In 212 BC, during the Second Punic War, the Romans were suffering crushing defeats against Hannibal and the Carthaginians, despite one good victory at Syracuse. Frustrated, they consulted with Marcius, an ancient seer, for his reading of the Sibylline Oracles and the Carmina Marciana. He advised them to hold games in honor of the Greek god of the sun, Apollo, for his aid in banishing the Carthaginians from Italy. The games were called the Ludi Apollinares. This is a category of roman republic coins.
The oracle laid out the management of the games. The praetor urbanis was responsible for supervising the games. Ten men were assigned the sacrifices according to Greek rites. The senate, under advisement of the oracle, set the payment to the praetor as 12,000 ases to be used for the sacrifices and other expenditures. The sacrifices to Apollo were very specific too – a bull with gilt horns and two white goats with gilt horns. Along with the other sacrifices, an offering was also made of a heifer with gilt horns to Latona, Romanized Greek goddess of Leto, mother of Apollo.

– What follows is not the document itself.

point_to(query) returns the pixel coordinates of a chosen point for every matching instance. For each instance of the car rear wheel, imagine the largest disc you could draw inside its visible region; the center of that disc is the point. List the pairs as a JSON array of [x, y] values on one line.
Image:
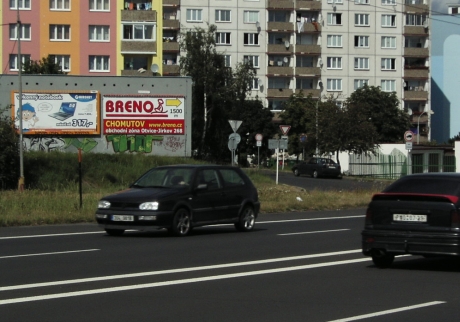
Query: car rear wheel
[[114, 232], [181, 224], [246, 220], [382, 259]]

The games in 212 BC were held in the Circus Maximus and only lasted one day. Citizens all gave a contribution to help defray the expenses. Spectators wore chaplets for the celebration. Matrons performed supplications, everyone ate their meals in the propatulum (an unroofed area) with open doors, and the entire day was filled with ceremonies and various rites. C. Sulla was praetor at that time.
In 211 BC, the praetor Calpurnius made a proposal and the senate decreed the games should be held again, along with the renewal of the vows. Originally, the games were an appeal to Apollo for the specific purpose of his assistance in the war, but four years later, in 208 BC, a plague broke out in Rome and the surrounding area. The senate decided to bring the games back and make them a permanent event. When they were held varied during 211-209 BC, but in 208 BC when the plague hit, the praetor urbanis, P. Licinius Varus, brought a bill forward to declare the Ludi Apollinares to be held on Pridie Nonas Quintilis (the day before the Nones of Quintilis, or July 6).
Livy has an alternate history of the games. He suggested that C. Calpurnius Piso made the games permanent in 211 BC, instead of P. Licinius Varus in 208 BC. The two versions seem to overlap with the senatorial decrees, but Livy maintains since the annual games continued without disruption from 212 BC onward, the focus of the games was to appeal to Apollo for victory, instead of protection of the public health against plague.
Regardless of the reasons of health or victory, the games continued over the next two centuries, becoming an eight-day festival beginning on July 6 and the primary sacrifice occurring at the end of the celebration, on July 13.